>> Is there some way to kill all TCP connections that go over the network
>> interface `foo' whenever this interface is brought up with an IP address
>> different from the one it had before?
> Chris Davies a écrit :
>> Try an iptables -t nat ... -j MASQUERADE rule
> Pascal Hambourg <boite-a-(E-Mail Removed)> wrote:
>> Note that this won't affect existing connections in the TCP/IP stack and
>> sockets ; it will only erase them in the Netfilter connection tracking
>> table.
> Yes. Re-reading the man page (yet again - I learn something fresh each
> time) I've now realised that, thanks. Perhaps the OP might like to play
> around with "cutter". Something like this, triggered when the interface
> is dropped, seems reasonable to me:
> netstat -na |
> awk '$1 ~ /^tcp/ && /ESTABLISHED/ {
> split($4,s,":"); split($5,d,":"); print s[1],s[2],d[1],d[2] }
> ' |
> xargs -n4 cutter
Thanks, this is close to what I want indeed.

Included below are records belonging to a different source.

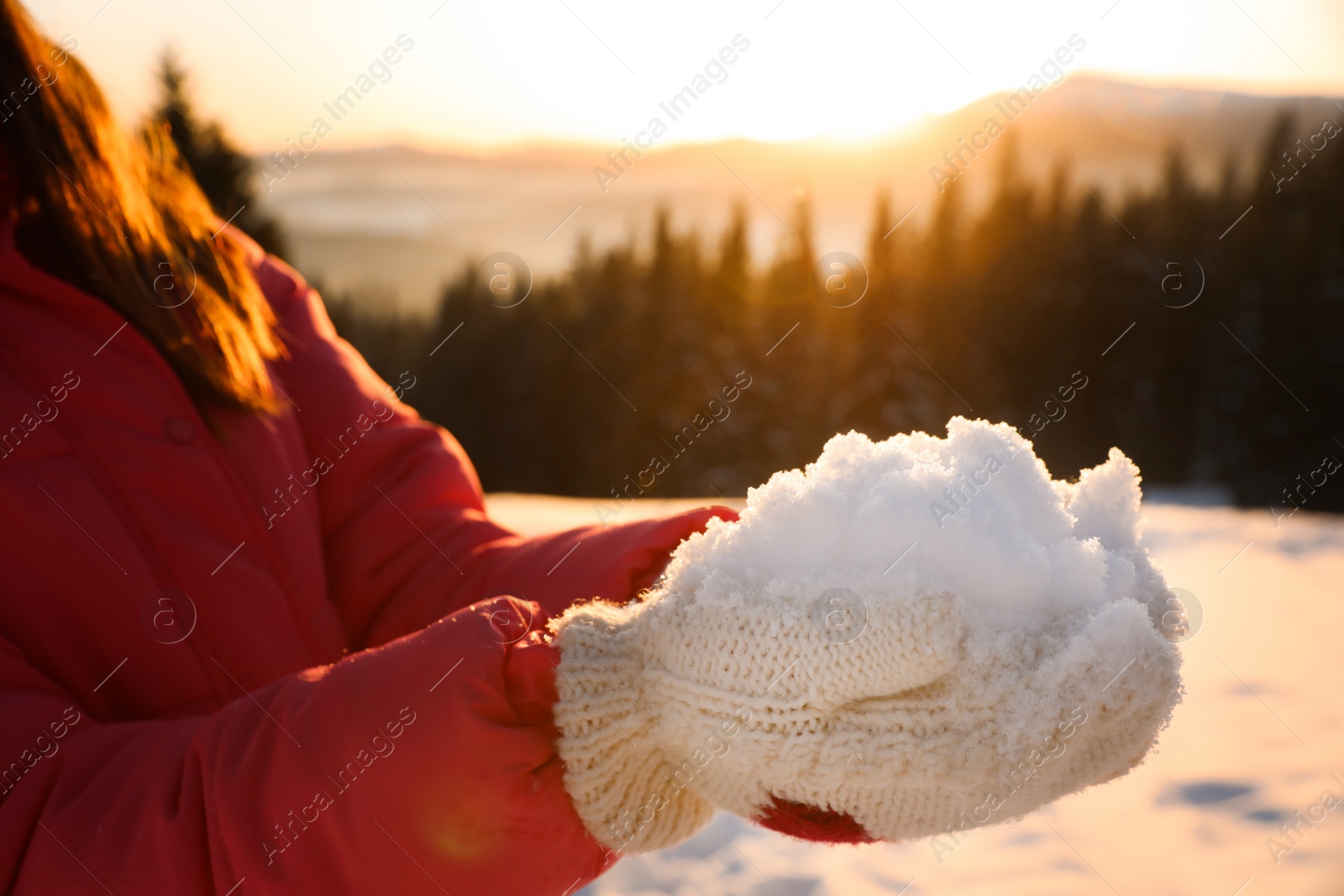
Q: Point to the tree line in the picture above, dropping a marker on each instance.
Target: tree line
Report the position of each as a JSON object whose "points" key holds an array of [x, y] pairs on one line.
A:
{"points": [[1195, 325]]}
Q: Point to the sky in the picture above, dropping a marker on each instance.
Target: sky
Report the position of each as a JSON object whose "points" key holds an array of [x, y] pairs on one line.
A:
{"points": [[476, 76]]}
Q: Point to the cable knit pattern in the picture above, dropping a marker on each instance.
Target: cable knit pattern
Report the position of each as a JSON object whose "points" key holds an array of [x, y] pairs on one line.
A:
{"points": [[839, 703]]}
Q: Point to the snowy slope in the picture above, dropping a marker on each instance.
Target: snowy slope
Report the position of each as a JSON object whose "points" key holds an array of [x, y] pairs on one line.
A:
{"points": [[1257, 739]]}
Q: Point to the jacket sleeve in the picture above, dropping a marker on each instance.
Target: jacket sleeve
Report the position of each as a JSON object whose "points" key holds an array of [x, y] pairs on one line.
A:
{"points": [[403, 523], [423, 766]]}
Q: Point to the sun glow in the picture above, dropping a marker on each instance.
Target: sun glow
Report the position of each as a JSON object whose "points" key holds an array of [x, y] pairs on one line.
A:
{"points": [[597, 70]]}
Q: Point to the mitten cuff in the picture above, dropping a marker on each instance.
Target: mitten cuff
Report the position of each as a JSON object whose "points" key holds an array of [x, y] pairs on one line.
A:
{"points": [[622, 785]]}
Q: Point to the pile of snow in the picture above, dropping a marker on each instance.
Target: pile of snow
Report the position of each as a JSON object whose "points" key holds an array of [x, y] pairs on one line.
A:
{"points": [[976, 515]]}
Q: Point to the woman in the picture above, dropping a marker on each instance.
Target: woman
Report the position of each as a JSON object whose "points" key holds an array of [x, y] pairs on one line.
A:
{"points": [[252, 634]]}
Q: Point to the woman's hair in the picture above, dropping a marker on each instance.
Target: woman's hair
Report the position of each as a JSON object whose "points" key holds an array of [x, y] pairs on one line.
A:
{"points": [[121, 217]]}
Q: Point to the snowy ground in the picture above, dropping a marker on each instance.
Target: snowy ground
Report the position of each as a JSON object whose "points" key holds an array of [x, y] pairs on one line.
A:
{"points": [[1258, 738]]}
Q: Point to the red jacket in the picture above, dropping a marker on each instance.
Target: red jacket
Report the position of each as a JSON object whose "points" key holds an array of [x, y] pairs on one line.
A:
{"points": [[252, 654]]}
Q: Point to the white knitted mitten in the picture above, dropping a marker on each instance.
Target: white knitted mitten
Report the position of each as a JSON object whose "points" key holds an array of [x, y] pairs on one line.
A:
{"points": [[776, 673]]}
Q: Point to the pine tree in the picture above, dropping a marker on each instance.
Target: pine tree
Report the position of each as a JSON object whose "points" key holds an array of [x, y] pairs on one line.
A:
{"points": [[222, 170]]}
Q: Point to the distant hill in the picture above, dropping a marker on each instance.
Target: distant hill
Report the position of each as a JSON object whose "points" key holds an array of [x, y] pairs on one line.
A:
{"points": [[401, 222]]}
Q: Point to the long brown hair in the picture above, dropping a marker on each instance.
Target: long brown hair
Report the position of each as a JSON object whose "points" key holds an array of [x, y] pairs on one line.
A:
{"points": [[121, 217]]}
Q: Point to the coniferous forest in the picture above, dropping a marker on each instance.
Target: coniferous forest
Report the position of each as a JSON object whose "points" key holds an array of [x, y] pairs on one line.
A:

But it turns out that `cutter' is really meant to be run on the
router(firewall) machine, rather than on my laptop. I.e. it can kill
connection that go *through* a machine, but not the connections that
start/end at the current machine. It doesn't look an inherent limitation in
the technique it uses, so maybe I'll try and find the time to play with the
source code.
Still it seems like for my specific problem, `cutter' is a bit heavy handed
and a simpler solution should be possible. Still, following your suggestion
I googled for tcp cutting and tcp killing, and I found `tcpkill' which is
also a close match, except it only kills the connections on which there is
activity and it doesn't know when to stop (basically it monitors tcp
activity of a specified kind and kills it whenever it sees it, without being
able to tell if there are such connections left or not).